How does your technology of choice edit DNA? What are the essential steps?

CRISPR-Cas9 is a programmable gene-editing technology that uses a guide RNA (sgRNA) to direct the Cas9 enzyme to a specific DNA sequence, creating a targeted double-strand break (DSB). The system relies on a PAM sequence for binding, after which the cell repairs the cut using error-prone NHEJ (for gene disruption) or precise HDR (for gene correction).

Guide RNA (sgRNA): A synthetic RNA sequence designed to be complementary to the target DNA, directing the Cas9 enzyme to the precise location in the genome.

Cas9 Nuclease: An enzyme acting as molecular scissors that creates a double-strand break (DSB) in the DNA, specifically three bases upstream of a required

Protospacer Adjacent Motif (PAM) sequence.

Target Recognition: The CRISPR-Cas9 complex scans the genome for a PAM sequence (commonly 5’-NGG-3’). Once found, it checks if the sgRNA matches the adjacent DNA sequence.

Once the DNA is cut, the cell attempts to repair it, which allows for gene editing:

Non-Homologous End Joining (NHEJ): A fast,, error-prone repair mechanism that often introduces small deletions or insertions (indels), disrupting or “knocking out” the target gene.

Homology-Directed Repair (HDR): A precise repair mechanism used if a repair template is provided, allowing for the insertion of new, desired genetic information or correction of mutations.

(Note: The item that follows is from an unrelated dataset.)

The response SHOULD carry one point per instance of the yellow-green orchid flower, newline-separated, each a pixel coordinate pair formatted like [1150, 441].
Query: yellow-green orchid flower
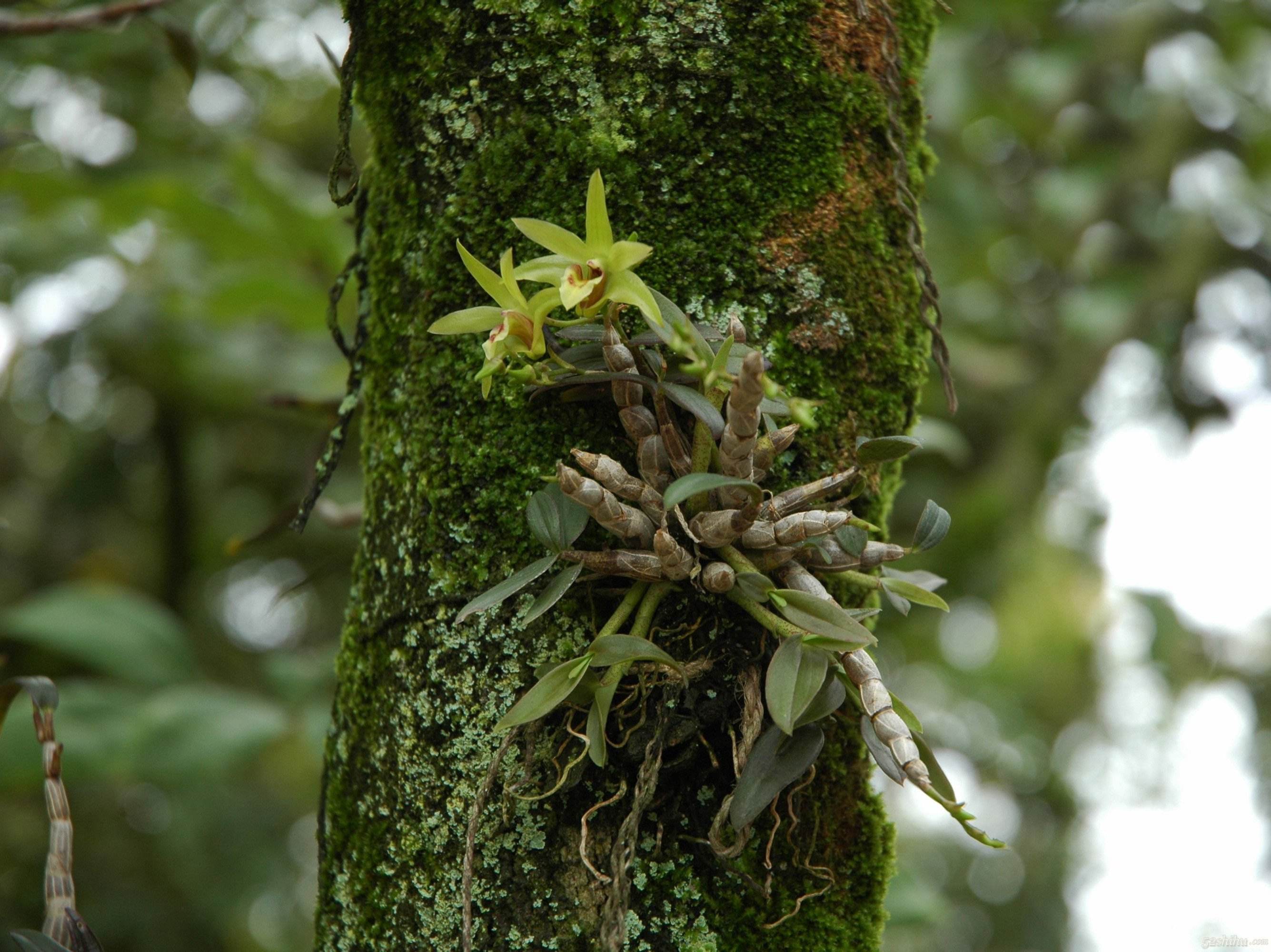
[591, 271]
[515, 326]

What preparation do you need to do (e.g. design steps) and what is the input (e.g. DNA template, enzymes, plasmids, primers, guides, cells) for the editing?

The preparation step involves the identification of the AMR gene to be targeted, then analyse the sequence for protospacer adjacent motif(PAM).

Design gRNAs complementary to AMR genes.Benchling tool can be used to reduce off-target effects and maximise specificity.

Construct plasmids for cloning gRNA and Cas9 gene inserts using restriction enzyme and ligase.

Transformation of E.coli cells with the plasmids, purication and verification of sequences using Sanger sequencing.

Preparation of delivery systems: chemical transformation, electroporation,bacteriophage particle for phage mediated delivery.

What are the limitations of your editing methods (if any) in terms of efficiency or precision?

Inputs for AMR editing

Cas Nuclease: Cas9 (commonly S. pyogenes Cas9) is the primary protein, or Cas12a/Cpf1.

Guide RNA (gRNA/sgRNA): Specifically designed 20-nt guide sequence with a scaffold.

Plasmids: Expression vectors containing both the Cas9 gene and the gRNA sequence (e.g., pX330).

Primers: For PCR verification of the edit.

Enzymes: Restriction enzymes (e.g., BpiI, BsmBI) and T4 DNA ligase for cloning.

Delivery Vehicle: Phages (e.g., temperate/lytic phage), nanoparticles, or conjugated plasmids.

Limitations of CRISPR

Off-Target Effects: The CRISPR-Cas9 complex may bind to and modify genomic sites that are not the intended target, leading to potential, unintended, and sometimes harmful mutations.

Delivery Challenges: Delivering the large CRISPR-Cas9 components into specific cells or tissues is difficult, which limits its application in many clinical contexts.

Low Efficiency: The process is not 100% efficient, particularly with homology-directed repair (HDR), leading to cells that may not have the desired edit.

Mosaicism: In animal models, not all cells may be edited equally, resulting in mosaicism where only some cells carry the desired modification, making it difficult to identify, study, or rely on the desired edit.

PAM Sequence Requirements: The Cas9 protein must bind to a specific protospacer adjacent motif (PAM) sequence located next to the target DNA, which may not be present at the desired location.

Persistent Binding: In some instances, the Cas9 protein binds to the cut site persistently, preventing the DNA repair machinery from functioning, leading to editing failure.